Posted On:11/25/2004 7:24pm
5. How do you measure intensity? Intensity means different things to different people of course. In strength training, intensity traditionally refers to the weight you're using as compared to your maximum. Thus, 50% intensity would be half of your one-rep maximum, 75% intensity would be three quarters, and so on.
Posted On:11/25/2004 7:26pm
6. Machines are ideal for? Pussies. Machines offer a guided path of motion, that require no stabilization. Thus, they're rather inflexible, and only offer a limited workout. People that should use machines are people that have joint injuries, limited ranges of motion, or are otherwise somehow impaired.
Some machines are also good for providing extreme isolation, but free weights can do this also.
Posted On:11/25/2004 7:27pm
7. Free weight are ideal for? Mimicking real movement patterns, i.e. functional strength. Free weights require stabilization and provide a flexible range of motion. For the most part, you will get much greater functional benefits from free weights than from machines.
Posted On:11/25/2004 7:29pm
8. Isolation vs compound movements? Isolation is good for one thing only: Maximum hypertrophy with minimum strength gains. The more you isolate a muscle, the greater load you are placing on THAT muscle. So you can cause the cellular adaptation to happen more effectively. HOWEVER, in a real life situation, your body almost NEVER uses a muscle in complete isolation. So unless you train your CNS to use multiple muscle groups in conjunction (compound movements), the isolation strength you'll gain will be all but useless.

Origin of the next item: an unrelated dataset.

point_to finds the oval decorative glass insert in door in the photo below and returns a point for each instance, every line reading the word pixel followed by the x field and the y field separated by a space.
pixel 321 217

Posted On:11/25/2004 7:31pm
9. How much recovery does a muscle group need? Extremely variable. Literally countless factors can affect this. Figure this one out for yourself. Every one is different, and the difference can be pretty tremendous, so don't listen to anyone else who tells you how much YOU need.
Posted On:11/25/2004 7:33pm
10. How much recovery time does the body need? Define this question better? What do you mean by the body's recovery? If you're talking about recovering from non-muscular factors, then the body could recover in as little as 30 seconds, or however long it takes to lower heart rate and blood pressure again. It is variable, depending on your definition and who you are.
Posted On:11/25/2004 7:36pm
11) What are energy pathways? Energy pathways are the ways your cells get energy to fuel their processes. There are three, and in order they are: ATP/CP, Glycolytic, Oxidative. The ATP/CP cycle is the most effective, and takes place for the first few seconds. Glycolytic is the next most effective, and takes place from the first few seconds to the first few minutes. Oxidative (aerobic) takes over for the rest of the time.
Posted On:11/25/2004 7:37pm
12. When does anaerobic (corrected for spelling) become aerobic? When the Glycolytic cycle gives way to the Oxidative cycle. Usually after 3-5 minutes.